As an example, the Percy Grainger sample on this site was captured at 45rpm via a preamplifier intended for RIAA records; the original record was manufactured to play at 80rpm using the Westrex system. Equalization was done with the Equalizer software from this site, together with an audio editor for necessary resampling. The whole process can be somewhat complicated, and is not recommended for a beginner.
Some typical issues that I addressed in writing the Equalizer application are:
Electronic equipment deals with audio as a continuous electical signal in real time, and is subject to the law of cause and effect – the output at any instant can depend only on the input up to that instant. A consequence of causality is this: the phase response is completely determined by the amplitude response. Digital Signal Processing (DSP) can easily circumvent (not violate) this law by reading ahead. As a consequence, a DSP equalizer which reproduces a particular frequency-dependent amplitude response, can have almost any phase response whatever. There is no doubt that phase is important in the spatial perception of stereo audio material.
Equalizer performs high-quality emulation of electronics in both its amplitude and phase response. This is particularly useful if you are removing an existing RIAA equalization and replacing it with one which is correct for the actual record – even something as simple as equalizing a Decca ffrr LP after it has been captured using RIAA equalization.
If a 78rpm record is captured using playback at 45rpm, then the pitch will have to be adjusted using your audio editor to perform the correct resampling. A problem arises if the original capture also applied RIAA equalization. Such equalization will be affected by changing the pitch. Equalizer is able to correct for such problems using pre-set inverse equalizers which take account of speed changes. For further information consult the manual.
Older records were monophonic, but it is still useful to capture them as a stereo file, so as to have separate access to the information from the two walls of the record groove. Equalizer has the ability to mix these files down to mono and the balance may be selected to achieve the best result. This is often much better than a simple mono mix, performed by some form of hard wiring. For collectors of historical records who have vertical disks (Edison DD, etc) in their collections, Equalizer will also invert one channel during mix-down to mono.
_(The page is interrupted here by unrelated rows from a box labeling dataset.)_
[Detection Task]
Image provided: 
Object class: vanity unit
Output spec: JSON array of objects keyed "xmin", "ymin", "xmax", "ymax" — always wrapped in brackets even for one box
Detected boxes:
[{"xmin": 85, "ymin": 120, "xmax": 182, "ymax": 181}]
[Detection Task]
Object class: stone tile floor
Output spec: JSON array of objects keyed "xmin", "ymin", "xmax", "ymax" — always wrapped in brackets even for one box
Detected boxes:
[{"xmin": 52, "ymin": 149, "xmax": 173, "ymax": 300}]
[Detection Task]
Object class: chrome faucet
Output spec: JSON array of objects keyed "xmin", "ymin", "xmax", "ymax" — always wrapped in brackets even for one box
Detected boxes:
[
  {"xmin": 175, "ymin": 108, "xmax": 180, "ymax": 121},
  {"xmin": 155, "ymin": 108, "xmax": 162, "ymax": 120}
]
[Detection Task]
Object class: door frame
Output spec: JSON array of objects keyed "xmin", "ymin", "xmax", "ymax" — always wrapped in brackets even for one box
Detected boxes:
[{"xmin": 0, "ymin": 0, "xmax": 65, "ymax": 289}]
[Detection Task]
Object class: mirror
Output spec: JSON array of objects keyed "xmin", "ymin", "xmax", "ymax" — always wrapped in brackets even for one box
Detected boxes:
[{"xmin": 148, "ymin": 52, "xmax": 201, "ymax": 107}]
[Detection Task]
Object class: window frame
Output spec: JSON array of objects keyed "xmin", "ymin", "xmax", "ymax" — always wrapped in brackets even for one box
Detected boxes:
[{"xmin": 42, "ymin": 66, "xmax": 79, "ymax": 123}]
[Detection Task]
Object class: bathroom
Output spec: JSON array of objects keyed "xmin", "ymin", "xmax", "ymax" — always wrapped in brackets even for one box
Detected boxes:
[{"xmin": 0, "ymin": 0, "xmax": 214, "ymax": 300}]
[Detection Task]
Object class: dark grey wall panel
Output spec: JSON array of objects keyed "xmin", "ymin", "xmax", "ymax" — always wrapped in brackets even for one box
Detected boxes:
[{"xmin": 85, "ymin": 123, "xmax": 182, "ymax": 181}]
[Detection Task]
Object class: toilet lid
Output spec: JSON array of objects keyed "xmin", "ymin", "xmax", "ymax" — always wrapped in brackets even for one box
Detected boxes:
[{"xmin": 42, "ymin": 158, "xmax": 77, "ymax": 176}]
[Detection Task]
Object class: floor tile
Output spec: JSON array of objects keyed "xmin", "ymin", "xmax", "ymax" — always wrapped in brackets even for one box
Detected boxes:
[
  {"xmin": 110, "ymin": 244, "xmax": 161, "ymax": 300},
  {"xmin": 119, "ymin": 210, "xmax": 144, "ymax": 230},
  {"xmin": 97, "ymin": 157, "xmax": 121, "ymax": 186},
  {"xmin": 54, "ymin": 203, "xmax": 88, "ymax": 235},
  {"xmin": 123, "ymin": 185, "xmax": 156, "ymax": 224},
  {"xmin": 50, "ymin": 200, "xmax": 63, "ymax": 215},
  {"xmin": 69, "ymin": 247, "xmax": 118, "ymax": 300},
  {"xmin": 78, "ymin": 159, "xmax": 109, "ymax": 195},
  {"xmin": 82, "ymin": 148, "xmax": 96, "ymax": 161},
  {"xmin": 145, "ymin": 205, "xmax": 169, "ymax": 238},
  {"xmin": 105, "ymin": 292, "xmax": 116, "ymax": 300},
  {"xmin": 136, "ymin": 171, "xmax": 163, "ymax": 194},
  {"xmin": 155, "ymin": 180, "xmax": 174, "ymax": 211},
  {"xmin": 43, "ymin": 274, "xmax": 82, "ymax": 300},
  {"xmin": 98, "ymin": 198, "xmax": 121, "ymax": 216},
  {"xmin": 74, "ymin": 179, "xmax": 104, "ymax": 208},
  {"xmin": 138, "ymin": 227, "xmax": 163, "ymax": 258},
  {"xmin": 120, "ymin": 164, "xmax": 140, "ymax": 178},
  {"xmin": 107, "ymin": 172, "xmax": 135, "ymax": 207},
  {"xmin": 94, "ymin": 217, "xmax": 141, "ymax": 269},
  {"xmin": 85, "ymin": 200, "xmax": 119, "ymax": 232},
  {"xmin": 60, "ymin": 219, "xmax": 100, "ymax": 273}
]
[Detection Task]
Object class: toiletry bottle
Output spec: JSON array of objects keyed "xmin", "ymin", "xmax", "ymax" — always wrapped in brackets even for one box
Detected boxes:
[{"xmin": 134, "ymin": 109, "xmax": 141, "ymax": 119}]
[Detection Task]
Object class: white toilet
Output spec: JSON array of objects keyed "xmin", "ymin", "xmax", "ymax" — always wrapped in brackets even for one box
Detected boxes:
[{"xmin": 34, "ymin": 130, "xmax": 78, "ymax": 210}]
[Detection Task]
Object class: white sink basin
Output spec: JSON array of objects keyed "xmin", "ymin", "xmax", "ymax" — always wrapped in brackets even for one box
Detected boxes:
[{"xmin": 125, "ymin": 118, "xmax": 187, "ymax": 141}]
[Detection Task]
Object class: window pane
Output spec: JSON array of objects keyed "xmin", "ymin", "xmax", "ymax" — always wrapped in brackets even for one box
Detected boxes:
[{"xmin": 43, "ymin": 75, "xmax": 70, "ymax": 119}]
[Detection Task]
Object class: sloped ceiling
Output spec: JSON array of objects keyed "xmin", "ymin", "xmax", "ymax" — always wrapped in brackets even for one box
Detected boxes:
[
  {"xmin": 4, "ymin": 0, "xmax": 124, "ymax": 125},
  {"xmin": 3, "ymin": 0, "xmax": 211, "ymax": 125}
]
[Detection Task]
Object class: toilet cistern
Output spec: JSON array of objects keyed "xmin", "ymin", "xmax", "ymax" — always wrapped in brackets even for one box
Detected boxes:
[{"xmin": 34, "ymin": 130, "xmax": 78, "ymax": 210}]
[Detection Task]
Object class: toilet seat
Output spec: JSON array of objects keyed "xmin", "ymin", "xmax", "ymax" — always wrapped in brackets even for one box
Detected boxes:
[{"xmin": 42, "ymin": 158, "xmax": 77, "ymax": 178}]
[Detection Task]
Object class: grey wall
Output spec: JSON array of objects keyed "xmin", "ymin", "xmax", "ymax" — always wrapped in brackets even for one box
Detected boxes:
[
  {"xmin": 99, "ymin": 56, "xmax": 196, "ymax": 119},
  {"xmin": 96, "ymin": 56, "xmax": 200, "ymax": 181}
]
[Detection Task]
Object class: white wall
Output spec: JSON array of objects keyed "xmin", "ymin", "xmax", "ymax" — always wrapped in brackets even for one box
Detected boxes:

Equalizer – a software solution
Equalizer is an application to assist in capturing and restoring audio from gramophone records whose equalization and/or speed does not match your equipment. The ideal solution is to buy a special-purpose preamplifier and other equipment. Another is to capture the audio using the equipment at hand, then re-equalize the digital file. That is what the Equalizer application is designed to do. It is free software.